Objective: To assess the risk of adverse pregnancy outcome among teenage mothers within a large tertiary referral center in Canada.
Methods: All nulliparous singleton births in the McGill University Health Centre during 2001-2007 were retrieved using the "MOND" database. Patients were divided according to maternal age: <20 years (teenage), and between 20 and 39 years. Obstetric and neonatal complications were compared.
Results: 9744 nulliparous women were included; 250 (2.6%) were teenage and 9494 (97.4%) were 20-39 years old. Teenage mothers tended to deliver earlier (38.0 vs 39.2 weeks gestation, P < 0.001) and had higher rates of extreme prematurity (OR 4.5, 95% CI 2.5-8.1).
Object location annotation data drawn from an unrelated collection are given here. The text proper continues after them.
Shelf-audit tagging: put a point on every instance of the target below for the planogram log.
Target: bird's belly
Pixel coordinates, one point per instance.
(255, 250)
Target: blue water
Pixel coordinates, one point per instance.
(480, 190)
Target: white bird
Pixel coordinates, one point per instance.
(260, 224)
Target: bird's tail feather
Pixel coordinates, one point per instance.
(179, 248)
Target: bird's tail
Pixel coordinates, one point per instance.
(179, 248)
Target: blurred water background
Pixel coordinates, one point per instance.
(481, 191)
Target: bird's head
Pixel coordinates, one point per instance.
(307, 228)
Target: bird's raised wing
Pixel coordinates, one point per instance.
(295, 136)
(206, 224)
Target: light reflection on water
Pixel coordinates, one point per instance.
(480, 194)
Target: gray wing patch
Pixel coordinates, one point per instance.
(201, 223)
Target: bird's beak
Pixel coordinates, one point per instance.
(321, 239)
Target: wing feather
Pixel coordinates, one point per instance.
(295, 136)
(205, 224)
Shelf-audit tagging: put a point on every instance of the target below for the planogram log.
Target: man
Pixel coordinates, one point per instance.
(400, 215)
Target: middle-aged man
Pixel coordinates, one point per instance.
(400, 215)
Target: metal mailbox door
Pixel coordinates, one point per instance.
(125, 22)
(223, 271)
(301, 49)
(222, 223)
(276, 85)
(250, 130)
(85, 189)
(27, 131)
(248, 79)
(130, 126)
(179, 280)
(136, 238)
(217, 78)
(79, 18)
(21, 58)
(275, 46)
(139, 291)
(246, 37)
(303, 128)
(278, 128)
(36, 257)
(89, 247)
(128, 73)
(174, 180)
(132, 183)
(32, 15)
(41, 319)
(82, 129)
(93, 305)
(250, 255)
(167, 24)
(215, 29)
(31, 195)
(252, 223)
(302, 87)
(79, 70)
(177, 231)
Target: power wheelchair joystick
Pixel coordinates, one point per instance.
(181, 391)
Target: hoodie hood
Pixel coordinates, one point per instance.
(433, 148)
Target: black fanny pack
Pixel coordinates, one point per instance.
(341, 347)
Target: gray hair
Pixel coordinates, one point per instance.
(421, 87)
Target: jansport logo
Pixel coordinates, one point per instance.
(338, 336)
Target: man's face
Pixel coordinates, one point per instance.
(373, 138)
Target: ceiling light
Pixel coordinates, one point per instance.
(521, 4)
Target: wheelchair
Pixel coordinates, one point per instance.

Babies of teenage mothers had lower birth weights (3014 g vs 3326 g, P < 0.001), higher rates of NICU admission (OR 2.1, 95% CI 1.5-3.0), congenital anomalies (OR 1.8, 95% CI 1.2-2.6) and combined perinatal and neonatal mortality (OR 3.8, 95% CI 1.9-7.5). Logistic regression analysis showed an association between young maternal age and the risk to have at least one adverse outcome (P < 0.001).
Conclusions: Even within a large tertiary referral hospital, teenage mothers carry a greater risk of adverse pregnancy outcome, mainly due to preterm births.